UNlogoLa Mission des Nations Unies  en République démocratique du Congo (MONUC) étudie la situation de la province Orientale où les rebelles ougandais de l'Armée de la  résistance du Seigneur (LRA) ont commis des atrocités pour voir comment intervenir.

     Le commandant en chef des forces de la MONUC, Babacar Gaye l'a déclaré mardi à Lubumbashi, où il séjourne depuis lundi pour  s'enquérir de la situation des Casques bleus de la MONUC basés dans cette province. 

     Il a précisé qu'ils sont en train d'examiner s'il faudra  utiliser les route ou les hélicoptères et à quels endroits. 

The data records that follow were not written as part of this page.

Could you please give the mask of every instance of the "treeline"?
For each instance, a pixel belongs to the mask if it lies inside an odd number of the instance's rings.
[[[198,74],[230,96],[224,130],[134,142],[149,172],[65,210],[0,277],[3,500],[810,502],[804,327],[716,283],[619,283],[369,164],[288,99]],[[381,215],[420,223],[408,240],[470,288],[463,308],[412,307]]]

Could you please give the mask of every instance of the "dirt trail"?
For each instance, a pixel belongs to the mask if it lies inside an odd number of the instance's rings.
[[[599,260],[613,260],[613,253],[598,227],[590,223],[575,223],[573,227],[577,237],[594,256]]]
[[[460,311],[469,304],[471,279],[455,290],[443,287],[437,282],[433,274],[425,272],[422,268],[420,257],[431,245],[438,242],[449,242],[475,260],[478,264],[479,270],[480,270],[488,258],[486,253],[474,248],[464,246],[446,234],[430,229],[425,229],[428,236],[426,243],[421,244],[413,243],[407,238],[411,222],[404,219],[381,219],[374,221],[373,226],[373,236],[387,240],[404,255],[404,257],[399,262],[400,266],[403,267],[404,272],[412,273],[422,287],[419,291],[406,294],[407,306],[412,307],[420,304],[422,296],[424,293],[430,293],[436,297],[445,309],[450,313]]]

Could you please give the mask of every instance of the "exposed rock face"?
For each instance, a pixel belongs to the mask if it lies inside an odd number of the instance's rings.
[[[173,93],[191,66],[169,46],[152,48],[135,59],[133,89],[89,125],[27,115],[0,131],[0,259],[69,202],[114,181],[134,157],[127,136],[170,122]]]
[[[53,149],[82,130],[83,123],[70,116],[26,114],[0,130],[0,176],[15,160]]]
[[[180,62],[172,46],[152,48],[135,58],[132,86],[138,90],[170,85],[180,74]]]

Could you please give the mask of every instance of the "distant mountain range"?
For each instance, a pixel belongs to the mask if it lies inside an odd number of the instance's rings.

     "Dans cette partie de la RD Congo, les routes sont des pistes  en mauvais état et il y a des endroits à risque qu'il faudra au préalable identifier", a-t-il dit 

     Le Conseil de sécurité de l'ONU avait décidé la semaine  dernière de la prolongation jusqu'au 31 décembre 2009 du mandat de la MONUC tout en renforçant son rôle, notamment dans la protection des civils ainsi que dans les opérations contre les groupes armés. 

      La MONUC était accusé par le gouvernement de la RDC de  passivité dans sa mission dans les conflits armés dans son pays.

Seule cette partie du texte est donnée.